The more the merrier at dim sum breakfast in Hong Kong

Dim sum, the Cantonese equivalent of breakfast, is a way of life in this British crown colony among Westerners and Chinese alike. You need friends to really enjoy this centuries old tradition. The more people, the more kinds of dim sum you can sample.

Dim sum is not found at just any Chinese restaurant, but at special dim sum parlors. Dozens of these are scattered throughout Hong Kong or its mainland section, Kowloon, and they vary in decor as well as in character.

Once you are seated, a trolley comes by stacked with several bamboo steamers with dim sum inside. You look, then nod or point to those you like and are served a small saucer with three or four identical tidbits on it.

Almost instantly a second waiter rolls his trolley by or carries a tray for your inspection, then another and another, all different.

It isn't uncommon to have 75 to 100 kinds - from shrimp- and pork-filled dumplings to tiny barbecued spare ribs, stuffed crab legs, and custard tarts.

To figure your bill, the waiter counts your empty saucers, charging one price for round ones, another for oval platters. An average dim sum meal for two might cost $6 to $8.

Some unusual Chinese favorites are duck's web with ginger and oyster sauce, steamed tripe in black bean and chili sauce, or barbecued chicken feet.

Here is a popular one that can be made at home.
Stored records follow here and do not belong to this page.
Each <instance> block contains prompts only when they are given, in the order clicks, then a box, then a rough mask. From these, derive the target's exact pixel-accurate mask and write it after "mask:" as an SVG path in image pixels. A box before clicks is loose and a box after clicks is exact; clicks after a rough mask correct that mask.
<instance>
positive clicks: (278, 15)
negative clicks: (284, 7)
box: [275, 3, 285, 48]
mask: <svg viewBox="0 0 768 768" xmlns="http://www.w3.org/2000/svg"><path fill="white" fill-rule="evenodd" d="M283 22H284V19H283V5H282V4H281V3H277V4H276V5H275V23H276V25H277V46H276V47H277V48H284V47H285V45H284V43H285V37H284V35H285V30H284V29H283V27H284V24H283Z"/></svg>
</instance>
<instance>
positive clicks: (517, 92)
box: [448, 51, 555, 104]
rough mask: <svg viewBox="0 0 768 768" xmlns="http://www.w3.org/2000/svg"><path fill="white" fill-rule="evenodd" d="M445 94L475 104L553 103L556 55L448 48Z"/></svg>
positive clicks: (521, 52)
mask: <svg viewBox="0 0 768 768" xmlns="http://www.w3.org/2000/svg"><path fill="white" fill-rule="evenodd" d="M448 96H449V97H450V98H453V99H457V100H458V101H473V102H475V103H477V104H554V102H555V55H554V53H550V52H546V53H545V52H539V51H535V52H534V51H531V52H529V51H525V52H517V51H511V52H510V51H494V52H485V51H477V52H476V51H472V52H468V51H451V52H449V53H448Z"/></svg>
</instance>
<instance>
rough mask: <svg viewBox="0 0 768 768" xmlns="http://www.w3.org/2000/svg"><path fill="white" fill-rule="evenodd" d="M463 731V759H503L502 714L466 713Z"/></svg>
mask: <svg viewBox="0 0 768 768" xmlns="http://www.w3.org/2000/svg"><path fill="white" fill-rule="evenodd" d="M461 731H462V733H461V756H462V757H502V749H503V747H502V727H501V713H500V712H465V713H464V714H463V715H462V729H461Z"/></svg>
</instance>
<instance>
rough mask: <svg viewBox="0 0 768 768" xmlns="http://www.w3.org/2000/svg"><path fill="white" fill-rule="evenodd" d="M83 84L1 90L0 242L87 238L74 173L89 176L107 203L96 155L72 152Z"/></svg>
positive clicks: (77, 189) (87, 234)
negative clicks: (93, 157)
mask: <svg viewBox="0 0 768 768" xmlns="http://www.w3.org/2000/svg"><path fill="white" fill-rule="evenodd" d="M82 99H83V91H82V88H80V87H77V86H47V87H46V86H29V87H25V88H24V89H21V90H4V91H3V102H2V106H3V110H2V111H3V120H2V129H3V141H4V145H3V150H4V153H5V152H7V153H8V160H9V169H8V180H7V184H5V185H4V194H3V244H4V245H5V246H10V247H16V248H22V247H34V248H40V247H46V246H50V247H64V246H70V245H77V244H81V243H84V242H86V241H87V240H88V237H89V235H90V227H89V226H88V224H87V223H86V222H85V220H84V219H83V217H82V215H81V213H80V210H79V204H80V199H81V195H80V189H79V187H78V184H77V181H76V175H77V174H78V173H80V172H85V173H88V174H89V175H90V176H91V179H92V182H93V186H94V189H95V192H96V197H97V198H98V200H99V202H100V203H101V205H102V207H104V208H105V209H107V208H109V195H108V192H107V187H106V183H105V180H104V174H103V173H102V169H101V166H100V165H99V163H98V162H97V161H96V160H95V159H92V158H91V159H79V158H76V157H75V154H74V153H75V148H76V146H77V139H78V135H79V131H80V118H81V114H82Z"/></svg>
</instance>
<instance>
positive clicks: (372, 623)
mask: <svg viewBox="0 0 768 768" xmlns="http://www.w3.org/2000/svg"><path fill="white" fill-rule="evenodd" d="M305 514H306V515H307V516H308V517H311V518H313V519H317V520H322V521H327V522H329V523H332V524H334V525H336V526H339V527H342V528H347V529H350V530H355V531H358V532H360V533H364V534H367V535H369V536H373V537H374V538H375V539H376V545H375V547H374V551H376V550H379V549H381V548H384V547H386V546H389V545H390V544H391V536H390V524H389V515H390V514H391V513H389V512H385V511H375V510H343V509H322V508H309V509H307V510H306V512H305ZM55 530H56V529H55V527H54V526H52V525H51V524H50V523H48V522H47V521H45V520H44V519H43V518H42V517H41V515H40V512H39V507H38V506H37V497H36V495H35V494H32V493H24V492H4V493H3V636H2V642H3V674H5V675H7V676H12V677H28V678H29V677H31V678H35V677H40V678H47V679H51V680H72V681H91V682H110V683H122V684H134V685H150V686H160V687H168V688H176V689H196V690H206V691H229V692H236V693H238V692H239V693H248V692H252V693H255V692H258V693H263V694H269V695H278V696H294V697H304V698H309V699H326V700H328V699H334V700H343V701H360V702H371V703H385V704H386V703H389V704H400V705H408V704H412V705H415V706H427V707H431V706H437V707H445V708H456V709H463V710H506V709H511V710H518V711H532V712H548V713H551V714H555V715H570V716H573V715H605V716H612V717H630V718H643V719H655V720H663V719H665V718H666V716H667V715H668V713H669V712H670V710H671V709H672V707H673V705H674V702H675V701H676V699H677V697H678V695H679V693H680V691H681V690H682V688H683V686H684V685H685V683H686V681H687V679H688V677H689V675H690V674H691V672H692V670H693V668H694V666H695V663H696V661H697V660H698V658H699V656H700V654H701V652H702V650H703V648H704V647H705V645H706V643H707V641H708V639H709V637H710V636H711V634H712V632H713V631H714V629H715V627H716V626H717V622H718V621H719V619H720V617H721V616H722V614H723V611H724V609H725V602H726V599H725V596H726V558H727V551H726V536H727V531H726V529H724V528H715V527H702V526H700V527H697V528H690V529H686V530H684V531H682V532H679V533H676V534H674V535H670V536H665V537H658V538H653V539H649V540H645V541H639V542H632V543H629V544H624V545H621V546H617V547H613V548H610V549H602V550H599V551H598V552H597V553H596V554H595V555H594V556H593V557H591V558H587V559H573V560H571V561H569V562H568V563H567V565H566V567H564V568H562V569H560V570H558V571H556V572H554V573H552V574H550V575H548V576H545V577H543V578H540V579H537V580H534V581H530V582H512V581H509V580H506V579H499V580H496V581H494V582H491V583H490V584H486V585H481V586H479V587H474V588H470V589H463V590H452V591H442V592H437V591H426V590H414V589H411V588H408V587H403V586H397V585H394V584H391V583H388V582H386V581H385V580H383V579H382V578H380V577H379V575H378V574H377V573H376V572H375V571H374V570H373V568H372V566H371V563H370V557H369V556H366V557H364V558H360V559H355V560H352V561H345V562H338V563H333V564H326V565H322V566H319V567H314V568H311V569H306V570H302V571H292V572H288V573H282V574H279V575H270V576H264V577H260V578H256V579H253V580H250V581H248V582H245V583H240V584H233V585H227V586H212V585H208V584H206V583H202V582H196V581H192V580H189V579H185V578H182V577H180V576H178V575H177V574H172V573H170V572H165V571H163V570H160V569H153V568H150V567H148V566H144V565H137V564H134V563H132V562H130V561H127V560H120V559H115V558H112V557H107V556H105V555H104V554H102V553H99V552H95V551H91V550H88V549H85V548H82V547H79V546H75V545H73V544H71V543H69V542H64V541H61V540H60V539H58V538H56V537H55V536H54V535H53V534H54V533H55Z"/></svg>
Steamed Pork Buns (Cha Siu Bau) Pastry: 1 1/4 cups flour 3/4 cup boiling water 1/8 cup cold water Filling: 2 shiitaki mushrooms Warm water 1 1/4 cups (10 oz.) cooked pork, minced 1 whole scallion, minced 2 sprigs fresh parsley 1/2 teaspoon salt 1 teaspoon sugar 1 teaspoon light soy sauce 1 teaspoon sesame oil 1 teaspoon oyster sauce 1/4 teaspoon black pepper 1 teaspoon cornstarch 2 teaspoons water Lettuce leaves

Sift flour in large bowl; add boiling water and mix well. Spread mixture on a lightly floured wood board and knead into soft dough. Use cold water to keep kneading hand unstuck. Knead into a long wide strip, French bread-shaped. Set aside.

Soak dried shiitaki mushrooms in warm water until soft, or use fresh mushrooms if shiitaki are unavailable. Mix mushrooms together with minced pork in a large mixing bowl. Add scallions and chopped parsley.

Mix well, then add salt, sugar, soy sauce, sesame oil, oyster sauce, and pepper. Mix thoroughly.

In separate bowl, add cornstarch to water and mix until it forms a smooth paste. Add to pork mixture. Pound mixture until it is well blended together.

Divide long roll of dough into 30 equal parts. Roll each to form a thin round , about 3 inches in diameter.

Hold round of dough in one hand and put 1 tablespoon of filling in punched-down center.

Pinch edges of dough together on top like a pouch. The shape should be that of a round bun. Fill all 30 rounds.

Place buns on lettuce leaves in bamboo steamer. Leaves will prevent sticking and are unnecessary in a metal steamer. Steam, covered, over boiling water 10 minutes. Serve piping hot. Makes 30 buns.